Outside of the Middle East, several Hezbollah operatives have been arrested in Europe and – in June 2017 – in the United States. Last week, Czech intelligence uncovered a Hezbollah cyberespionage network using fake profiles of attractive women to trick targets into installing spyware-infected applications, allowing the group’s operatives to retrieve content from the victim’s phone. According to Czech Security Intelligence Service (BIS), the operation had been going on since the start of 2017, with servers hosting the malware located in the Czech Republic, other parts of the European Union, and the United States.
The operatives arrested in the United States were part of a larger effort by the group to establish the groundwork for a “homeland option” to attack American interests domestically and abroad. In addition to this network, in 2018, the U.S. Department of Justice indicted individuals who illicitly and willfully conspired to export goods and technology from the United States to Hezbollah without licenses from the U.S. government.
Hezbollah also acts as a hub for money-laundering, document-forgery, and export of cocaine to Latin America and Europe and Captagon to the Gulf States. Meanwhile, despite recent expressions of political will in the United Kingdom to crackdown on Hezbollah, legal gaps in Europe and elsewhere failing to proscribe its “political wing,” allow Hezbollah to legitimately fundraise there unhindered. The fungibility of money and – per its own leaders – indivisibility of its political and military organs means all of these funds will be used to fuel Hezbollah’s global militant activities.

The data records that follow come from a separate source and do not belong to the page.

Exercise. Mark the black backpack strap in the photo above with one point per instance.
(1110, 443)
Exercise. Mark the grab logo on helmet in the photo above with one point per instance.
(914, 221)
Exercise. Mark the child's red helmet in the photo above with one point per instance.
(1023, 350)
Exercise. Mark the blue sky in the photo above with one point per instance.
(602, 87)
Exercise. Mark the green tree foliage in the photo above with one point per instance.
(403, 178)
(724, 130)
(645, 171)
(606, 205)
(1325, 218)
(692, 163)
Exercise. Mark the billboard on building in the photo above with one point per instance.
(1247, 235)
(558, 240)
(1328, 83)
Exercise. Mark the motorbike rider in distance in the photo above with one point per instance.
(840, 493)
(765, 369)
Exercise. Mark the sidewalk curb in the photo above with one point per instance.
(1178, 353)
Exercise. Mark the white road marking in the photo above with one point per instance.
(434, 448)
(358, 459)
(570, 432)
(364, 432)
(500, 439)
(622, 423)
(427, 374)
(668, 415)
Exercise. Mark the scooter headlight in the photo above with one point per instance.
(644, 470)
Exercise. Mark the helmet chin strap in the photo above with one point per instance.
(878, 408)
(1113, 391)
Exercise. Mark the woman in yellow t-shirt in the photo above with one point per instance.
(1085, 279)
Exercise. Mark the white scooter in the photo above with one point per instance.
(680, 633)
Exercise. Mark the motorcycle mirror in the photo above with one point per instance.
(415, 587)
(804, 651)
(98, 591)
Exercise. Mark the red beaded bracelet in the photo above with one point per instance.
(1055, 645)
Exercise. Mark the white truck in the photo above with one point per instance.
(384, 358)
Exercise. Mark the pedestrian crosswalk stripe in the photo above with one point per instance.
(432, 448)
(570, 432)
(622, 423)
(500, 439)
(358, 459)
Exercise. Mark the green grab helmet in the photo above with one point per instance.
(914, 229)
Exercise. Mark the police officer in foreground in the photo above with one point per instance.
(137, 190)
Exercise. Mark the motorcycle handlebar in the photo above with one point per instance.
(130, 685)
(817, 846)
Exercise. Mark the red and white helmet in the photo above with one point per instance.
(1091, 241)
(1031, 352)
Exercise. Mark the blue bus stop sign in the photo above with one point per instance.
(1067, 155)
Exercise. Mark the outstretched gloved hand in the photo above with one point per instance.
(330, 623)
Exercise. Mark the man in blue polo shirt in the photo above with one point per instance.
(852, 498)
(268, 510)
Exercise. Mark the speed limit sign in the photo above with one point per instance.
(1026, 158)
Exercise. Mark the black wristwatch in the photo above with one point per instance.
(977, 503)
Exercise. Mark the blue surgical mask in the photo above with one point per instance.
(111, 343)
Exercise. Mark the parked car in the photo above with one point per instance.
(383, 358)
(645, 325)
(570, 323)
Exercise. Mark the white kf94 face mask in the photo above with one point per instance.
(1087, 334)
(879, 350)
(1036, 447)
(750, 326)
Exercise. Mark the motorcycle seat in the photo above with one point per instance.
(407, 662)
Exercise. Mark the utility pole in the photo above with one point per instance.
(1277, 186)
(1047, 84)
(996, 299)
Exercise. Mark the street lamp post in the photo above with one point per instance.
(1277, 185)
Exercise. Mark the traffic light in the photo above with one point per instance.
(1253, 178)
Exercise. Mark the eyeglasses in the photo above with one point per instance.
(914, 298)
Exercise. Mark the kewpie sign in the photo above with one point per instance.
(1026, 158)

Hezbollah is no exception to the classical adage that old habits die hard, and its image of public moderation is mere smoke-and-mirrors. It remains a terrorist organization that uses violence and crime to accomplish its and Iran’s goals, despite its public refinement. The Beirut Barracks attack is a reminder that Hezbollah, already a formidable foe in the 1980s, is a threat to international security. The only genuine change it has undergone in the last three decades is considerably expanding its global reach.
David Daoud is a research analyst with United Against Nuclear Iran (UANI) focusing on Lebanon and Hezbollah.